Real-life Twin Peaks: the Washington town that David Lynch made immortal

I’m not a television person, yet I’m completely addicted to the medical drama of the moment, The Pitt. An achievement that well and truly earns the epithet “immersive” due to its unblinking realism and dedication to presenting the ups and down of modern life as an Emergency Room doctor.

There are moments in the show that truly make you think that this is a show shot in a real-life Emergency Room. Perhaps one that had been abandoned until the show runners took over, but one that at some point in the recent past saw real-life doctors tending to real-life patients within its walls. However, that’s obviously not how TV works. TV shows are rarely shot on location, especially indoors. After all, when a real-life ER is built, you don’t have to take into account where the cameras go, or what the sight lines are, or where the supporting artists will take lunch.

So it’s a pretty incredible irony that shows as realistic as The Pitt are made on purpose-built sets, while a show as proudly fantastical and dreamy as Twin Peaks wasn’t just shot on location, the majority of the show was built around a single, real-life town in Washington – welcome to North Bend, a town that David Lynch took one look at in the early 1990s and thought, “Yes, this place is just right for my story about the horrors lurking underneath small-town America.”
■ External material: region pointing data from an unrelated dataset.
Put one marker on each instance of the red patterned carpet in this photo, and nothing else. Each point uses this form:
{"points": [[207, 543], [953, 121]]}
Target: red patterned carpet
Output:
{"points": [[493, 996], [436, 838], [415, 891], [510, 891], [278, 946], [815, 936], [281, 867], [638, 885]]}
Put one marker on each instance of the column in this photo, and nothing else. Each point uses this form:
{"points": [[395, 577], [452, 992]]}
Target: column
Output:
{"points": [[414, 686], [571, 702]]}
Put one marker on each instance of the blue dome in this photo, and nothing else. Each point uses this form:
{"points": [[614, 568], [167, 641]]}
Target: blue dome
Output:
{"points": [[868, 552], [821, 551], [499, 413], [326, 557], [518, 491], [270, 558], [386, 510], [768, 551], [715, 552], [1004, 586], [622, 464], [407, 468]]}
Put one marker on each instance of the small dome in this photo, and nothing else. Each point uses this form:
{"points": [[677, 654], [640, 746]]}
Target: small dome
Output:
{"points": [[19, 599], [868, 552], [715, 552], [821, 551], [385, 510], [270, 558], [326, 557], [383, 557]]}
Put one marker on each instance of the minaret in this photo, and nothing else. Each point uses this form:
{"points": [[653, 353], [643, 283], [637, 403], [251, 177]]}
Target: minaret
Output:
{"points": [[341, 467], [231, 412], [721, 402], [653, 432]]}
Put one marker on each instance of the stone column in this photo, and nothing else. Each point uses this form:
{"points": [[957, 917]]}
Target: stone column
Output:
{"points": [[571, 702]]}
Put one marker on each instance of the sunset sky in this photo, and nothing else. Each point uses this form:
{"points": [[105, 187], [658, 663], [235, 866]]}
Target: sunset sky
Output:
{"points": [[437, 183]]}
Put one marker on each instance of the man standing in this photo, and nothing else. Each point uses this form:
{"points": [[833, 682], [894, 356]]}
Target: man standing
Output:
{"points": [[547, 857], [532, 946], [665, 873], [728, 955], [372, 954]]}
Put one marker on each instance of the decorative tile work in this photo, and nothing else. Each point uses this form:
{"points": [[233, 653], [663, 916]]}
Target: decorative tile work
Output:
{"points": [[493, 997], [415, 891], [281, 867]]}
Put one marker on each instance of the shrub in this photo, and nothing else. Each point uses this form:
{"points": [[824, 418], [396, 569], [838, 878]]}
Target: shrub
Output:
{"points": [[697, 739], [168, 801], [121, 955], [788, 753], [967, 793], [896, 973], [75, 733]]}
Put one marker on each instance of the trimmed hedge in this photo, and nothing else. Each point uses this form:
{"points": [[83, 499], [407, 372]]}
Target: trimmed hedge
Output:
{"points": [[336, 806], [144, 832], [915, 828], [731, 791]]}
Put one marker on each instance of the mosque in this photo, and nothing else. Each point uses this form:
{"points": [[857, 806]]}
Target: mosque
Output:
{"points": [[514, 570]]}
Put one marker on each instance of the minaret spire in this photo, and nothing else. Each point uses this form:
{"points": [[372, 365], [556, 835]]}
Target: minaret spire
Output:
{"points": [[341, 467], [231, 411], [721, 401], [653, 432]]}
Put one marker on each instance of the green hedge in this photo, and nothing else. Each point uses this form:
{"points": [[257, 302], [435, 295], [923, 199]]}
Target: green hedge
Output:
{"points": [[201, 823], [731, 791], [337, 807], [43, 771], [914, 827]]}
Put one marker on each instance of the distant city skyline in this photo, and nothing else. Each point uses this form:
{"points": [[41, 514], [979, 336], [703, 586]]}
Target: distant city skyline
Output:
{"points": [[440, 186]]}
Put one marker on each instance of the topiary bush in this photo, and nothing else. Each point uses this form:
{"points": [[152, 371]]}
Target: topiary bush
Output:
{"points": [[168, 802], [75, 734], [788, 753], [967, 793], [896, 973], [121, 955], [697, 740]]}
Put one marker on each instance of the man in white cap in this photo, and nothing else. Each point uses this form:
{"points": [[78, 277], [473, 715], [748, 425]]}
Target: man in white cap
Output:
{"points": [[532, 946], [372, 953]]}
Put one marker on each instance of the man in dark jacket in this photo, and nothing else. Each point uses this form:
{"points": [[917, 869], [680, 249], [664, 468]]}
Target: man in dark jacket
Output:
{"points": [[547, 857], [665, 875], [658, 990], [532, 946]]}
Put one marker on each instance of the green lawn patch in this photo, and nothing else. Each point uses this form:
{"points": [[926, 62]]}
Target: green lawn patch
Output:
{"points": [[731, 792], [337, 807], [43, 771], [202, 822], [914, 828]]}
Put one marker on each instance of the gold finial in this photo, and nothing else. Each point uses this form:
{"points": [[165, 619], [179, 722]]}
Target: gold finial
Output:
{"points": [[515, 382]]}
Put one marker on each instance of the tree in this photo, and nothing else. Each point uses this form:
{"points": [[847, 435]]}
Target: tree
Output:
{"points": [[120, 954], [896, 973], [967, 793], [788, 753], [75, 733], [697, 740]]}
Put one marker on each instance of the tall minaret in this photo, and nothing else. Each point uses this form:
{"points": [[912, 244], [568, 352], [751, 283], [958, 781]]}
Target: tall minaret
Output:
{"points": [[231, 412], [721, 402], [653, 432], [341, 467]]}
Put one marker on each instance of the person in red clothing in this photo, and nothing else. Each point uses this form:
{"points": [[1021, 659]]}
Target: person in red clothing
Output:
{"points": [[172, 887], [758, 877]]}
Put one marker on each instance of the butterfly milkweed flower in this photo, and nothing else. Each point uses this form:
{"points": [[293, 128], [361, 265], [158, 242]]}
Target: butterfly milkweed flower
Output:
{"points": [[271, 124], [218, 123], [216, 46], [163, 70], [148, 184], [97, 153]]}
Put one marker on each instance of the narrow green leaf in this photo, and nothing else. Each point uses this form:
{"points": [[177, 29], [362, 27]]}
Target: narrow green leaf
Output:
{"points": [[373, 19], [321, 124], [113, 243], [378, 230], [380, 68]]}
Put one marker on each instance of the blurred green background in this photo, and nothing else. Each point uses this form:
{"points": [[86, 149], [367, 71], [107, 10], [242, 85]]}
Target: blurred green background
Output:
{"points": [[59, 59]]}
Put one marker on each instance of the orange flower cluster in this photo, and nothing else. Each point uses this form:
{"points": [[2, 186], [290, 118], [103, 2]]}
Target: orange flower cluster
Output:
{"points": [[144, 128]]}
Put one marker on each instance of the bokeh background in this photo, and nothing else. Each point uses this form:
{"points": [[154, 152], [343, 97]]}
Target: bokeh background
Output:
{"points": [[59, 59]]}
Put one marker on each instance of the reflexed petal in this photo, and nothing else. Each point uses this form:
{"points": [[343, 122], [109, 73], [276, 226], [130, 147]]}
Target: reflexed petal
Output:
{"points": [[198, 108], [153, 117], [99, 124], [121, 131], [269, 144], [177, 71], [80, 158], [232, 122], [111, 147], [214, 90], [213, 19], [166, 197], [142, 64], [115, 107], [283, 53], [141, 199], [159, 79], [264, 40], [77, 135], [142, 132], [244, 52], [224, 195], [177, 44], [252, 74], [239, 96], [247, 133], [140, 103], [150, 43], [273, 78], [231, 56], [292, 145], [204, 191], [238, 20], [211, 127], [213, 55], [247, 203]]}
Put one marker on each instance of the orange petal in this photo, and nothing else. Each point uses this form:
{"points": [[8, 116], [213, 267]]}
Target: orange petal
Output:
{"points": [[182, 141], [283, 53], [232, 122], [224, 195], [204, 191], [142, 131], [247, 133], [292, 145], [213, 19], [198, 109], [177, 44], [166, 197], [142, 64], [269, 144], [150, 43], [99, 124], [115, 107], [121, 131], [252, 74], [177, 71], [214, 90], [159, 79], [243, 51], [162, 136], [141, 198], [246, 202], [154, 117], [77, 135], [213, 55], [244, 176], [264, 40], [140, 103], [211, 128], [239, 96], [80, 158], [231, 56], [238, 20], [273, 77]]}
We’re not just talking about the incredible vistas and natural beauty of the place either, because the external shots would have always been shot on location (obviously), and all the scenes in Twin Peaks’ iconic opening credits come from the natural beauty of North Bend and the surrounding areas, and it’s just as incredible in real life as it is in the opening credits of the show, but in true Twin Peaks fashion, it goes deeper than that.

Half the locations featured in the show are real-life locations in North Bend, Washington.

Twede's Cafe - North Bend, Washington.
Credit: Jasperdo

What are the real-life locations of Twin Peaks?

Most famously, the Double R Diner, where FBI Agent Dale Cooper sits down for his “damn fine cup of coffee” and cherry pie, was a real-life diner in North Bend, and while filming the pilot episode, Lynch found a diner called the Mar-T Cafe at 137, West North Bend Way and decided that this would be the heart and soul of the show going forward, so much so that after the pilot finished filming and the show couldn’t shoot on location as much, the diner was rebuilt on a soundstage in Los Angeles as a damn-near exact replica.

The diner is actually still open to this day as Twede’s Cafe and does a thriving trade as a tourist hotspot for Twin Peaks fans. Tragically, though, their coffee and pie are infamously terrible – The Great Northern Hotel is also a real-life spot a few miles away from North Bend, in the form of Snoqualmie’s Salish Lodge, and many characters’ homes were also houses in North Bend, along with the Sheriff’s department, Big Ed’s Gas Farm and Twin Peaks High School.

If anything, this commitment to shooting in a real-life small town adds so much to what makes Twin Peaks so special, because despite all the kooky stuff happening, like backwards talking short people, vengeful, murdering spirits and James Hurley’s forehead, it’s rooted in a real-life community that, for better and worse, shines through on screen. All the fantastical elements get so much more powerful because, in so many ways, Twin Peaks could be any small town in America.

And North Ben will go down in history as a direct result of this.